Corona-Boom vorbei, Gegenwind im Geschäft mit Halbleitermaterialien für Elektrogeräte: Nach einem deutlichen Gewinnrückgang 2023 setzt der Darmstädter Pharma- und Spezialchemiekonzern Merck auf die Wende in diesem Jahr. Das Dax-Unternehmen fokussiere sich auf die „schrittweise Rückkehr zu Wachstum im Laufe des Geschäftsjahrs 2024“, sagte Vorstandschefin Belen Garijo bei der Bilanzvorlage am Donnerstag.
2023 bezeichnete sie als Übergangsjahr: Merck kämpfte mit einem Nachfrageeinbruch im Laborgeschäft, das in der Corona-Pandemie noch dank großer Nachfrage von Impfstoffherstellern floriert hatte. Zuletzt aber bauten viele Kunden in der Pandemie aufgestockte Lager ab. Die Corona-bedingten Umsätze fielen von rund 800 Millionen Euro 2022 auf 250 Millionen Euro im vergangenen Jahr.
Daneben schwächelte auch die Elektroniksparte länger als gedacht, dort stellt der Konzern unter anderem Halbleitermaterialien für elektronische Geräte und Flüssigkristalle her - hier wirkt sich ein Abschwung in der Elektronikindustrie aus.

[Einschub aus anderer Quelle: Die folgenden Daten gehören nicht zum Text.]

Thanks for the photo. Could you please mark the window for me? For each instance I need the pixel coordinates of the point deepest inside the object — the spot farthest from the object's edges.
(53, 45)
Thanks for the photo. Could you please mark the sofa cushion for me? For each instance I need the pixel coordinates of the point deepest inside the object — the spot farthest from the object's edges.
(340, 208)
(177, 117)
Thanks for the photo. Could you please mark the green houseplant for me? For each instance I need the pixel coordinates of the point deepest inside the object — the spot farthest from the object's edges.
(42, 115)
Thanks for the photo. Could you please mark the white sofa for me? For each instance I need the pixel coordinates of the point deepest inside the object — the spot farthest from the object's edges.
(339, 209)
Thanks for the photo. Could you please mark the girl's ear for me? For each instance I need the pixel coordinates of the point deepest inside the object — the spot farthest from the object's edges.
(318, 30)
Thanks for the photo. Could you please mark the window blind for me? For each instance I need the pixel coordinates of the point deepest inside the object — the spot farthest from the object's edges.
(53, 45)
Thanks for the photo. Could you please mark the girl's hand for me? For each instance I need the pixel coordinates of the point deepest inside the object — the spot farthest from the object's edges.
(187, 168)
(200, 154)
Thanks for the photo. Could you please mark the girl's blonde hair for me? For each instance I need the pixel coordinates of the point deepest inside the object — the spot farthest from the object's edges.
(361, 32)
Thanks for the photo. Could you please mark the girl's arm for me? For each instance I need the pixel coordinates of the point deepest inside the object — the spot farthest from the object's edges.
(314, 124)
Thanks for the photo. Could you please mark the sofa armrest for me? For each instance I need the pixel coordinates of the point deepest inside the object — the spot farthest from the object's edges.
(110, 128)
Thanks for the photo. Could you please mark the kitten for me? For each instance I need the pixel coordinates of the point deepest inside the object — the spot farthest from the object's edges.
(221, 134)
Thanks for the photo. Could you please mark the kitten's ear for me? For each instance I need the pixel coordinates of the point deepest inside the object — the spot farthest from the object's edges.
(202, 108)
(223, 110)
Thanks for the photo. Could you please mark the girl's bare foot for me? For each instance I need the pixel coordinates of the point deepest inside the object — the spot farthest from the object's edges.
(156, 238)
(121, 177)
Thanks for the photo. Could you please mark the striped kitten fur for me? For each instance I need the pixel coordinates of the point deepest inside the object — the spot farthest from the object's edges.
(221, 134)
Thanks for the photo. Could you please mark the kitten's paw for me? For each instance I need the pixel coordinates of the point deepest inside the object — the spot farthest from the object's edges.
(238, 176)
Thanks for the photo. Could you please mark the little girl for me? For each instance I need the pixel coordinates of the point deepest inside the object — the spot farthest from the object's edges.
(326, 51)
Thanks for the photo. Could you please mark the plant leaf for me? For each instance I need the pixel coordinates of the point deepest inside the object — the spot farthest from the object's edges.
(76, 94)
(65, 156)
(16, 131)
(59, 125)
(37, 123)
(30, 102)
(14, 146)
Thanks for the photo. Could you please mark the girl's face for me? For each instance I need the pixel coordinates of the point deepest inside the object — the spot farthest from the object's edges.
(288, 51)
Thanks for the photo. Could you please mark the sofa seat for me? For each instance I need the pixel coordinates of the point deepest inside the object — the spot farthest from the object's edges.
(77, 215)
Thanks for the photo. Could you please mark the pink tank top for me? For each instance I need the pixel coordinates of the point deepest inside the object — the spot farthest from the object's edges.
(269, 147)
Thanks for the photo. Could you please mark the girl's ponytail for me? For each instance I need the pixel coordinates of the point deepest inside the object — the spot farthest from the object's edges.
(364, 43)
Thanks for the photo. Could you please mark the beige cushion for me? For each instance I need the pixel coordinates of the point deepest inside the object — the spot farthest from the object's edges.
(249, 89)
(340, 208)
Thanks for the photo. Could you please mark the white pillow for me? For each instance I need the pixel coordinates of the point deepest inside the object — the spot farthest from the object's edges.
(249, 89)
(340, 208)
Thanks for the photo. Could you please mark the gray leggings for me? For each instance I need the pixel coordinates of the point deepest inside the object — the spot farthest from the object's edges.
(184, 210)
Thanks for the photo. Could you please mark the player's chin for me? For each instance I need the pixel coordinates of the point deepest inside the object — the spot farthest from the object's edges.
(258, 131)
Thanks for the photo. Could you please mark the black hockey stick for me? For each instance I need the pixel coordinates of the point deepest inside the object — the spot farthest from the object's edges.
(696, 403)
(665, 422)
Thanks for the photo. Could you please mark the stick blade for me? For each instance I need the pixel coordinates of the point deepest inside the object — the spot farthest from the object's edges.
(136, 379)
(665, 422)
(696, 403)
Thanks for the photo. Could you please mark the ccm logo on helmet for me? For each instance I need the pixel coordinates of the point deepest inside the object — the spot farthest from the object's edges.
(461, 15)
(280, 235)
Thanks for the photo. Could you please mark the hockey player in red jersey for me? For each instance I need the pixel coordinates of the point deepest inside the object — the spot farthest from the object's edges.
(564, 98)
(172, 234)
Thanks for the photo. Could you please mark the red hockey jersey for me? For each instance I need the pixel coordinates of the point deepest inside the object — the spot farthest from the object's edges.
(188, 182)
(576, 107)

Zudem leidet Merck bei Flüssigkristallen etwa für Smartphone- und TV-Bildschirme schon länger unter harter Konkurrenz aus Asien.
Einzig die Pharmasparte legte 2023 zu, weil sich Kassenschlager gegen Krebs und Multiple Sklerose gut verkauften. Wichtige Hoffnungsträger floppten zuletzt aber. So wurde die Entwicklung des Mittels Evobrutinib gegen Multiple Sklerose, von dem sich einen Merck Milliarden-Umsatz erhofft hatte, gestoppt.
Insgesamt fiel der Umsatz 2023 gemessen am Vorjahr um fast sechs Prozent auf knapp 21 Milliarden Euro. Das bereinigte operative Ergebnis sank gar um gut 14 Prozent auf knapp 5,9 Milliarden Euro. Damit traf Merck seine zuvor gesenkten Prognosen. Unter dem Strich verdienten die Darmstädter rund 2,8 Milliarden Euro, gut 15 Prozent weniger als im Vorjahr.
Dieses Jahr soll es wieder aufwärts gehen: Der Umsatz und das um Sondereffekte bereinigte Ergebnis vor Steuern, Zinsen und Abschreibungen sollen aus eigener Kraft „leicht bis moderat“ steigen. Unter anderem setzt Merck darauf, dass die Aufträge im Laborgeschäft schrittweise wieder anziehen. Am Ziel von 25 Milliarden Euro Umsatz bis 2025 hält der Vorstand fest - das werde aber ein „Kampf“, sagte Finanzchefin Helene von Roeder.
Die raueren Zeiten bekommen die Merck-Beschäftigten zu spüren. So wurden 200 Stellen in der Pharmasparte gestrichen, rund 550 Jobs fallen in Zentralfunktionen wie IT, Einkauf, Personal und Recht bis Jahresende weg. Ein Sparpaket aus dem Herbst sieht zudem den Abbau von bis zu 230 Stellen in der Elektroniksparte vor.
Betriebsbedingte Kündigungen am Hauptsitz Darmstadt, wo Merck rund 12.500 der über 64.000 Mitarbeiter beschäftigt, sind per Beschäftigungsgarantie bis Ende 2025 ausgeschlossen. Garijo bekräftigte, weiter in das Stammwerk zu investieren. 2025 werde die Beschäftigung dort größer sein als vor der Corona-Pandemie.